Dieses Gutscheinheft soll der Magistrat nach SPD-Vorstellungen in Zusammenarbeit mit Vereinen, Kultur und Bildungseinrichtungen erstellen. Jedes Kind soll zum Anfang des Schuljahres ein solches Heft von der Stadt erhalten. Primär soll es Gutscheine für Einrichtungen und Veranstaltungen wie die Musikschule, die Bücherei, Malkurse, das Schwimmbad oder die Kinderkulturwochen enthalten. Auch Vereine sollen sich nach Rücksprache am Gutscheinheft beteiligen und für eigene Angebote werben können. Nach Ansicht der Sozialdemokraten wären auch die Feuerwehren der Stadt Hattersheim ein naheliegender Kooperationspartner. Gerade jetzt in Zeiten der Pandemie sei es besonders wichtig, ein "soziales Miteinander und die Teilhabe von Kindern an kulturellen, kreativen und sportlichen Angeboten zu fördern", heißt es in der Antragsbegründung.

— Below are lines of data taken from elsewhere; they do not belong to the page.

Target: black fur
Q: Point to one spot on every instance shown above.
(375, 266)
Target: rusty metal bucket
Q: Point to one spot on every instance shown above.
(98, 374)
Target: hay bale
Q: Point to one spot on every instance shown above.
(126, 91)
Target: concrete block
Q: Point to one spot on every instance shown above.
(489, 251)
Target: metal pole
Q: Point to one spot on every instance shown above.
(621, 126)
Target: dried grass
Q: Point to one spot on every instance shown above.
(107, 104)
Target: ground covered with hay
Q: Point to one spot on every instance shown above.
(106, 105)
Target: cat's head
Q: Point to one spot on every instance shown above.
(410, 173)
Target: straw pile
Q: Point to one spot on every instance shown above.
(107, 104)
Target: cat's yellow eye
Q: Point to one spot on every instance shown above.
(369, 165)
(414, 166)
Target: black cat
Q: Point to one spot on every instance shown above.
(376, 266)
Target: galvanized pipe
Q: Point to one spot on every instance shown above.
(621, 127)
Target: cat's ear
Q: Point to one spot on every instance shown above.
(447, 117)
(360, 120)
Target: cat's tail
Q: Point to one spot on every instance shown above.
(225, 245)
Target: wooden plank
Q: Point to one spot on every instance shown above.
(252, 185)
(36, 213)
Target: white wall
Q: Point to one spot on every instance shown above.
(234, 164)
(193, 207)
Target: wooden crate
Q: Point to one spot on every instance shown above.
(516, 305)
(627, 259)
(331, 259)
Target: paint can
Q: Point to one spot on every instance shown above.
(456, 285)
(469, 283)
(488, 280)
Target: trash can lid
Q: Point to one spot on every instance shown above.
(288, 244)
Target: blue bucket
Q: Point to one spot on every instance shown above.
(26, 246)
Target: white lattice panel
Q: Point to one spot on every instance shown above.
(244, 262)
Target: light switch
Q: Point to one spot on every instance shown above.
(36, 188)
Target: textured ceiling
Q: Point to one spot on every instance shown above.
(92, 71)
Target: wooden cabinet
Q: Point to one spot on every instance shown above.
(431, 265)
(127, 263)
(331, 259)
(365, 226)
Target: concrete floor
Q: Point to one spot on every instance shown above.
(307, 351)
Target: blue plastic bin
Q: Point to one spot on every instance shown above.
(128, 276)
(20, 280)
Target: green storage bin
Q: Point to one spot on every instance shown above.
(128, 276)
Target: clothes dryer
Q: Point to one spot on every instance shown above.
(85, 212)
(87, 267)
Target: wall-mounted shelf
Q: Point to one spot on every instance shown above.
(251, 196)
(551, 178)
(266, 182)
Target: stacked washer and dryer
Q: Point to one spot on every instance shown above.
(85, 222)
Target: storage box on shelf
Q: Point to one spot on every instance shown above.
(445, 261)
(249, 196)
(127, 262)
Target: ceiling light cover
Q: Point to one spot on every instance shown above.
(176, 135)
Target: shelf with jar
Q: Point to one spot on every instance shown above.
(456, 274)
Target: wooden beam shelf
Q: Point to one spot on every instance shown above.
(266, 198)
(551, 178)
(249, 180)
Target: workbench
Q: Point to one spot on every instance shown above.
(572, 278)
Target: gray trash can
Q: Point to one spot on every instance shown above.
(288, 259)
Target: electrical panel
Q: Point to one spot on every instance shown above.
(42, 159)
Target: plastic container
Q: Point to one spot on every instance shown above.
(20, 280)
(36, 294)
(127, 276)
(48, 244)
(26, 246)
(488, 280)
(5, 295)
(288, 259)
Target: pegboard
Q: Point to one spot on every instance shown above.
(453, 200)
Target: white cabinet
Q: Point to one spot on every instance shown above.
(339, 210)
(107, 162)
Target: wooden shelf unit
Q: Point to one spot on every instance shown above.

Michael Minnert (CDU) verwies auf den bereits existenten "Blumenstrauß an Angeboten" in Hattersheim. Die Verwaltung würde sicher die Hinweise auf vermeintlich schwer zu erkennende Kultur- und Sportangebote für Kinder gerne aufnehmen, jedoch sei der von der SPD skizzierte Aufwand in Gestalt eines Gutscheinheftes in der heutigen Zeit "etwas antiquiert". Viel zielführender sei es, wenn seitens der Schule die Kinder gemeinsam in Form von Arbeitsgruppen in die hiesigen Vereine hineinschnuppern. Die Gefahr, dass so ein (in der Finanzierung nicht unerhebliches) Gutscheinheft erst ungelesen im Schulranzen und dann im Müll landet, sei nicht gerade gering.

Bürgermeister Klaus Schindlung rückte bei dieser Gelegenheit auch den 2008 eingeführten "Hattersheim Pass", der eine 50-prozentige Ermäßigung für die Stadtbücherei und Kulturveranstaltungen ermöglicht, in den Fokus. Hierzu gab und gibt es keine nennenswerte Nachfrage.

Melanie Jürgens-Schumacher (SPD) brachte hingegen die Hoffnung zum Ausdruck, dass es einen nicht zu unterschätzenden Aufforderungscharakter hätte, wenn man allen Grundschülerinnen und Grundschülern zum Schuljahresbeginn ein solches Gutscheinheft in die Hand drückt. Dessen Inhalt wäre dann gleich Gesprächsthema auf dem Schulhof, die Kinder würden sich mit den Angeboten beschäftigen und sich gemeinsam darüber austauschen.

Für den SPD-Antrag stimmten die Grünen und die Sozialdemokraten. Durch die Nein-Stimmen von CDU, FDP und FWG wurde er letztendlich abgelehnt.